Gametogenesis in Mammals Gametogenesis is the creation of the sperm and egg cells from the products of meiosis, through changes in the cytoplasm. in male mammals, sperm production is continuous from puberty until death. All 4 meiotic products remodel their cytoplasm and grow a long flagellum to become spermatozoans, or sperm cells.

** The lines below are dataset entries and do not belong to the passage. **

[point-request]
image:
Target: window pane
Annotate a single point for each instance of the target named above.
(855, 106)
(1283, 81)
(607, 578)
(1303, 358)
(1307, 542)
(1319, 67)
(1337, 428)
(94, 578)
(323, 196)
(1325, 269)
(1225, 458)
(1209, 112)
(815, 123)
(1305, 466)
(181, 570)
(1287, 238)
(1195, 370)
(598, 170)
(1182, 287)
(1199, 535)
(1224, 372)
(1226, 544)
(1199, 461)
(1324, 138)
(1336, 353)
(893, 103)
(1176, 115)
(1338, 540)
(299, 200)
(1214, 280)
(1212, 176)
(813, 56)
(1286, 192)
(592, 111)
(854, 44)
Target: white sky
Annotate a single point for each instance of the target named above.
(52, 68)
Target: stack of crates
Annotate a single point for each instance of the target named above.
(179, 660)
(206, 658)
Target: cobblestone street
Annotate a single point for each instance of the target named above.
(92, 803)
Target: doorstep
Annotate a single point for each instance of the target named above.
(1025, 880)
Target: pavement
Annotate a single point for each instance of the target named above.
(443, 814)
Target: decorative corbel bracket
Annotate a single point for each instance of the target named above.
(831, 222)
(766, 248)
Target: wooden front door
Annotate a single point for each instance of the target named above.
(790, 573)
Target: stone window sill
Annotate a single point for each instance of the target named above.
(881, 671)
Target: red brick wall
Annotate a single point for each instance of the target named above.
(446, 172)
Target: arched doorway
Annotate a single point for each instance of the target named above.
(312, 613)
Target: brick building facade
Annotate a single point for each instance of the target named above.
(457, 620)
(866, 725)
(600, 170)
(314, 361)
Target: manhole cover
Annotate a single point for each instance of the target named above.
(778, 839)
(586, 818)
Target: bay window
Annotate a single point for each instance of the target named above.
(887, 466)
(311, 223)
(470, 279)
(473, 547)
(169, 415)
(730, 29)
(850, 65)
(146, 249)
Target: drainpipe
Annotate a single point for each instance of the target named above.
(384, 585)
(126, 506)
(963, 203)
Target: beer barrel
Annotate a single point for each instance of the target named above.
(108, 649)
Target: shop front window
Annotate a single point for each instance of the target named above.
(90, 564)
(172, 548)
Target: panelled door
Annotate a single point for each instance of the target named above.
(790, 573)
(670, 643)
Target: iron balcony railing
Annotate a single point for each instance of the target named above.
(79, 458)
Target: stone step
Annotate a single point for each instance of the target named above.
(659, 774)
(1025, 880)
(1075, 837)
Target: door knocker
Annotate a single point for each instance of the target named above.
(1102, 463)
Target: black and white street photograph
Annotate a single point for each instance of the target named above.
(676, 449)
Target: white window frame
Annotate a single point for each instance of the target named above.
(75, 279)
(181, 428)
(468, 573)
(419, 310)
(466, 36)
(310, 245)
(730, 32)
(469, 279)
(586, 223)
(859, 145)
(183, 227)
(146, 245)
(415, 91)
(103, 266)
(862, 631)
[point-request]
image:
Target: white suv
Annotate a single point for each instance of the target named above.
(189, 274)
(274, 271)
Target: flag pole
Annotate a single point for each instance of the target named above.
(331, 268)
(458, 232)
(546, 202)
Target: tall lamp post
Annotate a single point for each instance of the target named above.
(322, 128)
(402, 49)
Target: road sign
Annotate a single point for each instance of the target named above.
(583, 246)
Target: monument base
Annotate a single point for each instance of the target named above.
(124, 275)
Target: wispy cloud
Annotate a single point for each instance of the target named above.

Gametogenesis in Female Mammals:

Gametogenesis in Female Mammals in female mammals, ovarian cells start meiosis 1 before birth, but the process is arrested in prophase of M1. Meiosis resumes after puberty, under hormonal control. A small number of oocytes (cells undergoing meiosis) are shed from the ovary during a human female’s menstrual cycle. Usually only 1 oocyte is shed in humans, but other mammals produce higher numbers. After ovulation, the oocyte finishes meiosis 1. Meiosis 2 only occurs after fertilization. During both meiotic divisions, the division of the cytoplasm is asymmetric: one cell gets nearly all of the cytoplasm. This cell becomes the egg. The other cell in both divisions is called a “polar body”. One polar body is created in M1, and another in M2. In some mammals, the first polar body divides so there are a total of 4 meiotic products, 1 egg plus 3 polar bodies. In humans, the first polar body never undergoes M2, so the final meiotic products in human females are a haploid egg, a haploid polar body, and a diploid polar body.

Angiosperm Life Cycle:

Angiosperm Life Cycle Angiosperms are flowering plants. All eukaryotes alternate between a diploid phase and a haploid phase. In animals, the haploid phase is a single cell, the sperm or the egg, and there is no haploid cell division. In plants, there is a distinct haploid organism which has cell divisions and a life of its own. The plant diploid phase is called the sporophyte . In angiosperms and most other land plants, the sporophyte is the large visible plant body that we see. The plant haploid phase is called the gametophyte . In lower plants, such as club mosses, this phase is prominent. But in angiosperms, the gametophyte stage is quite short and small. Specifically, the male gametophyte, the pollen grain, consists of 3 haploid nuclei. These nuclei are derived from one haploid meiotic product, by mitosis. Two of the nuclei are “sperm nuclei” and the other controls the metabolism of the pollen grain. The female gametophyte, the ovule, consists of 8 haploid nuclei. These 8 nuclei are derived from one of the meiotic products.

Double Fertilization:

Double Fertilization All angiosperms undergo “double fertilization”. It is a major defining characteristic of angiosperms. In double fertilization, 2 sperm (pollen) nuclei fertilize the ovule. When the pollen grain lands on the stigma of a flower, it germinates a long “pollen tube”, which grows down the style to the ovary, which contains the ovules. The 2 sperm nuclei migrate down the pollen tube into the ovule. Each ovule has a cell at one end that is pollinated by one of the sperm nuclei. This fertilized cell is diploid, and it grows into the embryo and ultimately into the sporophyte plant body. The ovule also has 2 nuclei in the center, which join with the other sperm nuclei to form a triploid tissue, the endosperm. The endosperm thus contains 2 maternal haploid genomes plus one paternal haploid genome. The endosperm develops into a nutritive tissue used by the germinating seed. After fertilization, both embryo and endosperm grow and develop into a seed. After a while, development arrests and the seed dries out and forms a hard coat. The seed contains a multicellular embryo and a multicellular endosperm. The seed is a resting stage. When conditions are right, the seed germinates: the embryo eats the endosperm until photosynthesis begins.